Key Experimental Results¶
Main Results¶
OGBench (55 tasks, the most challenging offline RL benchmark):
| Method | State-based Avg. Score ↑ | Category |
|---|---|---|
| ReBRAC (Gaussian) | 31.0 | Gaussian Policy |
| FQL (Flow) | 43.6 | Flow Policy (actor only) |
| FAC | 60.3 | Flow Policy (actor+critic) |
Highlights: puzzle-3x3-play 100.0 (vs. FQL 29.6, +238%); antmaze-large 92.6 (vs. FQL 78.6).
D4RL AntMaze (6 tasks): average 90.5 (new SOTA, previous best FQL 83.5).
Ablation Study¶
| Configuration | OGBench Avg. ↑ | Notes |
|---|---|---|
| FAC (full) | 60.3 | Actor regularization + critic penalty |
| Actor regularization only (= FQL) | 43.6 | No critic penalty |
| Critic penalty only | ~48 | No actor regularization |
| VAE density replacing flow density | Large drop | Inaccurate density estimation causes OOD detection failure |
Key Findings¶
- Flow-based density estimation substantially outperforms VAE/diffusion models for OOD detection (illustrated in synthetic experiments, Fig. 1).
- Both actor regularization and critic penalty are indispensable; the joint FAC approach improves over FQL (actor only) by +16.7.
- The one-step flow actor is more stable than multi-step flow policies (FAWAC, FBRAC).
- On D4RL MuJoCo, Gaussian methods remain competitive after extensive tuning, but the performance gap is substantial on the complex tasks of OGBench.
Highlights & Insights¶
- The one model, two uses design is highly elegant: the flow model simultaneously provides an expressive policy and accurate OOD density estimation, which is more efficient and self-consistent than designing the two components separately.
- The density-threshold penalty (vs. CQL's global penalty) represents an important advancement — conservatism is applied only in genuinely OOD regions, maintaining unbiasedness within the data distribution and avoiding CQL's over-conservatism.
- The substantial improvement of 60.3 vs. 43.6 on OGBench suggests that, in complex multimodal tasks, precise OOD handling is more critical than policy expressiveness alone.

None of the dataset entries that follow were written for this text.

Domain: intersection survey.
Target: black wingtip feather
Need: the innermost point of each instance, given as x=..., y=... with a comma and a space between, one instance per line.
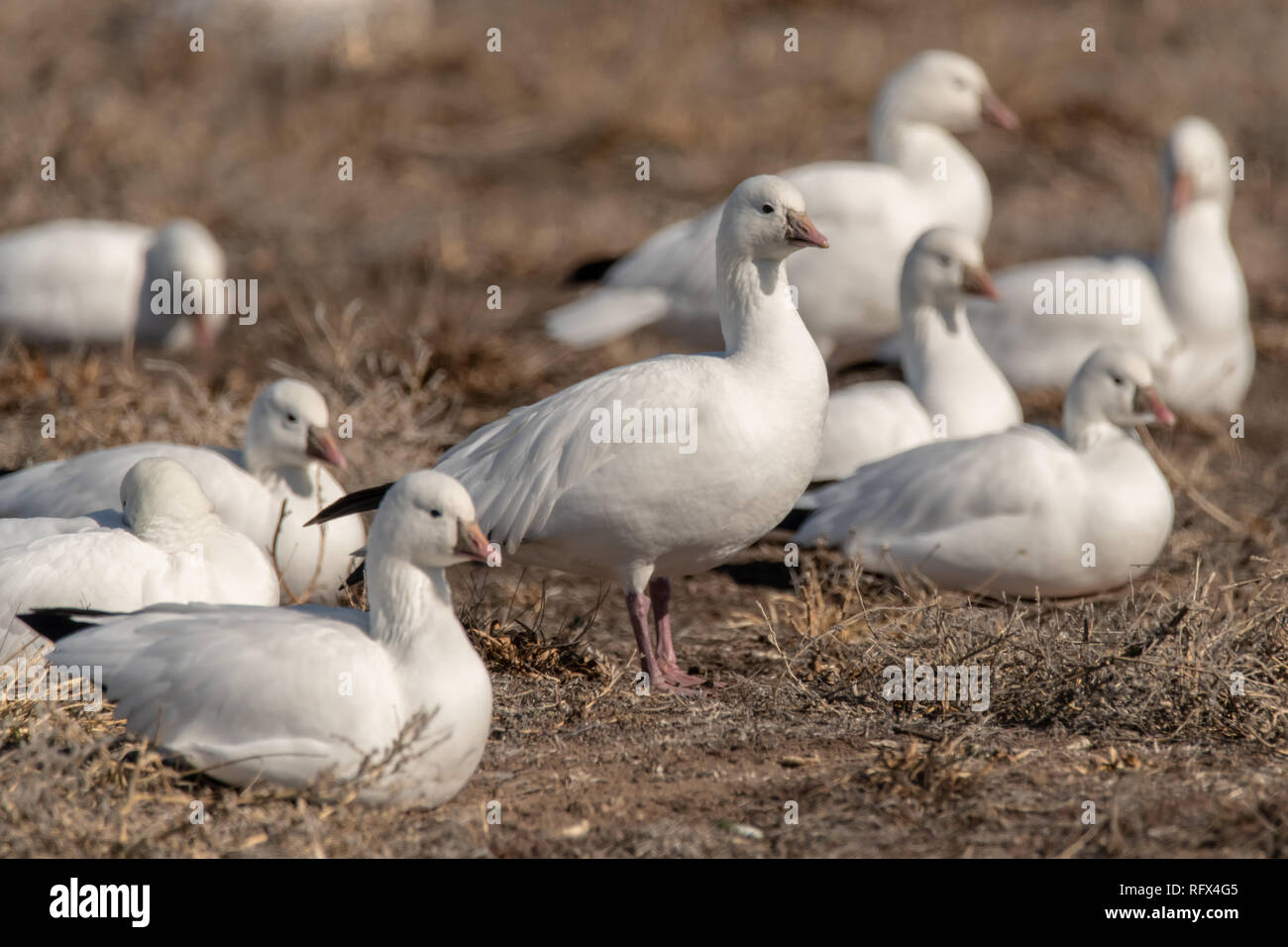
x=56, y=624
x=591, y=270
x=357, y=501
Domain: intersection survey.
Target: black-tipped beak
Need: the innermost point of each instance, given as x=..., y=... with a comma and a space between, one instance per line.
x=1149, y=402
x=803, y=232
x=978, y=282
x=472, y=543
x=322, y=446
x=357, y=501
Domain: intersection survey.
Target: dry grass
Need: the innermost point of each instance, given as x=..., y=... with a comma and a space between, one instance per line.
x=476, y=170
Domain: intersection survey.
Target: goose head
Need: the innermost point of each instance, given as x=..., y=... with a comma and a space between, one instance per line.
x=428, y=519
x=288, y=427
x=1117, y=385
x=764, y=219
x=945, y=89
x=185, y=248
x=159, y=493
x=1196, y=165
x=941, y=268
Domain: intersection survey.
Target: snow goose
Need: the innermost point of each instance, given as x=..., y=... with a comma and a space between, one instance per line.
x=953, y=389
x=282, y=694
x=171, y=547
x=671, y=466
x=872, y=213
x=1024, y=510
x=90, y=281
x=1186, y=312
x=286, y=436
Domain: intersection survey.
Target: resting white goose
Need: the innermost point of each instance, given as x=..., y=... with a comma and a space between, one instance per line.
x=1020, y=512
x=953, y=389
x=1193, y=305
x=286, y=434
x=171, y=547
x=872, y=213
x=91, y=281
x=732, y=441
x=281, y=694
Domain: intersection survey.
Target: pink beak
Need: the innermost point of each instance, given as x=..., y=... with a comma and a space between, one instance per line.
x=996, y=112
x=803, y=232
x=322, y=446
x=978, y=282
x=472, y=543
x=1157, y=407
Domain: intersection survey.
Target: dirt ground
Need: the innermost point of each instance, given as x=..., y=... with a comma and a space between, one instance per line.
x=477, y=169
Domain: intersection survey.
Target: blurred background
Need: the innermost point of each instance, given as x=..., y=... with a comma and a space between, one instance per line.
x=476, y=167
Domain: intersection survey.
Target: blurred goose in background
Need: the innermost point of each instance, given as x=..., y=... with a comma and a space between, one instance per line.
x=1022, y=512
x=283, y=694
x=170, y=547
x=671, y=466
x=1193, y=305
x=90, y=281
x=919, y=176
x=952, y=384
x=287, y=433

Limitations & Future Work¶
- Two-stage training (pre-training the flow model before actor-critic training) increases overall training complexity.
- Density evaluation requires numerical ODE integration (10-step Euler), introducing additional inference overhead.
- The threshold \(\epsilon\) introduces an additional design choice.
- Performance gains over baselines are less pronounced on D4RL MuJoCo than on OGBench.
Related Work & Insights¶
- vs. FQL: FQL uses flow only for the actor; FAC additionally leverages it for critic penalty — achieving +38% improvement on OGBench.
- vs. CQL: CQL's uniform penalty over all OOD actions causes excessive conservatism; FAC uses exact density estimates to apply penalties only at genuinely OOD actions.
- vs. DiffQL/IDQL: Multi-step sampling in diffusion policies destabilizes policy optimization; FAC's one-step flow is more stable.
Rating¶
- Novelty: ⭐⭐⭐⭐⭐ First to jointly leverage a flow model for both actor and critic; conceptually clean yet highly effective.
- Experimental Thoroughness: ⭐⭐⭐⭐⭐ OGBench (55 tasks) + D4RL (15 tasks) + pixel observations; comprehensive coverage.
- Writing Quality: ⭐⭐⭐⭐ Method motivation is clear; theoretical guarantee (Proposition 1) is concise.
- Value: ⭐⭐⭐⭐⭐ Achieves a major breakthrough on the most challenging offline RL benchmark.